Penggalan dialog yang mengawali film Janji Joni karya Joko Anwar ini selalu terngiang di kepala saya saat berada di kerumunan orang-orang yang sedang antri tiket di bioskop. Dialog tersebut dinarasikan oleh Joni, tokoh utama dalam film Janji Joni yang berprofesi sebagai pengantar rol film. Dan gara-gara film ini, saya jadi penasaran tentang satu hal: benarkah profesi sebagai pengantar rol film ini eksis? Secara, selama bertahun-tahun saya menyambangi gedung bioskop, belum pernah sekalipun saya melihat dengan mata kepala sendiri seorang pengantar rol film.

Dan sejak sukses menonton (beberapa kali) Janji Joni, saya mendadak membuat janji pada diri sendiri (yang tidak harus ditepati ;=P) bahwa suatu saat saya akan ketemu atau paling tidak, melihat sendiri orang yang sedang mengantar rol film ini. Saya pikir saya tak akan mungkin ketemu dengan pengantar rol film di daerah saya sendiri di Nganjuk, Jawa Timur karena tiga bioskop yang dulu beroperasi, kini tak satupun yang masih berfungsi. Pun hal itu juga sulit saya temui di bioskop-bioskop daerah seperti di Kediri karena biasanya film yang tayang adalah film yang pertama kali rilis di bioskopnya sudah sebulan yang lalu. Jadi, saya menyimpulkan bahwa profesi pengantar rol film ini hanya ada di kota besar macam Jakarta (atau Surabaya, atau kota besar sejenisnya) di mana gedung bioskop jumlahnya banyak, tapi copy rol filmnya terbatas.

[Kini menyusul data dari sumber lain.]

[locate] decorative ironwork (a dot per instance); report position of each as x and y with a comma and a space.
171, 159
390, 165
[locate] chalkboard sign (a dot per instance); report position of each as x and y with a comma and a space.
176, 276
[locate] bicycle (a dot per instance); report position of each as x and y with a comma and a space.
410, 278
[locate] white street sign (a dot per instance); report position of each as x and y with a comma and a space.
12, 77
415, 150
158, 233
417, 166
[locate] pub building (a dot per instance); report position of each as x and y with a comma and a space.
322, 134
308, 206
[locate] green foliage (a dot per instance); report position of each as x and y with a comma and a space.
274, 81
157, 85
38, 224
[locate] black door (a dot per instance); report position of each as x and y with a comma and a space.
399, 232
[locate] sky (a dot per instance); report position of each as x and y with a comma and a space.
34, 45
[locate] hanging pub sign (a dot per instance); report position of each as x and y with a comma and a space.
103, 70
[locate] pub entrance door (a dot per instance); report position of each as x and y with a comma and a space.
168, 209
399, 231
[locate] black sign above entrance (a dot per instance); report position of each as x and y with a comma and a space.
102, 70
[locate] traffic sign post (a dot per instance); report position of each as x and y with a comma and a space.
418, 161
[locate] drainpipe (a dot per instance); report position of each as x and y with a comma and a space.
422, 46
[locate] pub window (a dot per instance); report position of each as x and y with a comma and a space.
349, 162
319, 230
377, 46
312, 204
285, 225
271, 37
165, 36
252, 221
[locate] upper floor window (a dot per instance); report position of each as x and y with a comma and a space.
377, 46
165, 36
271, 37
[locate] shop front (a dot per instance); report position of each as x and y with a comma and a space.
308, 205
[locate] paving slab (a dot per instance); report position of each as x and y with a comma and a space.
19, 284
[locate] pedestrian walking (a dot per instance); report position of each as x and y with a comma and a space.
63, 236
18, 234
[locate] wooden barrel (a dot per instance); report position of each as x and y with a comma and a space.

Oke. Mungkin ini bukan (melulu) kisah tentang jalan-jalan. Tapi, demi memenuhi hasrat saya untuk membuktikan bahwa profesi ini memang ada, saya sengaja untuk 'menemukan' atau melihat orang yang bekerja sebagai pengantar rol film ini dengan menyatroni bioskop-bioskop yang dekat dengan tempat tinggal maupun tempat main di Jakarta. Tempat pertama yang terlintas tentu saja adalah bioskop yang jadi lokasi syuting film Janji Joni.

Saya suka berlama-lama dan (dalam hati) bersyukur jika bus yang saya tumpangi dari Terminal Senen menuju Blok M harus ngetem dulu di depan bioskop Megaria, Jakarta Pusat (kini bernama Metropole XXI). Saya suka memandang bangunan bioskop ini. Bioskop Megaria dirancang oleh arsitek Belanda bernama Johannes Martinus (Han) Groenewegen pada tahun 1949 dan mulai beroperasi sejak tahun 1951. Tempat ini bagi saya sungguh unik dan 'lain'. Mungkin karena gedung bioskop Megaria merupakan salah satu gedung bioskop tua di Indonesia yang bangunannya tidak terintegrasi dengan mal dan masih bertahan hingga sekarang.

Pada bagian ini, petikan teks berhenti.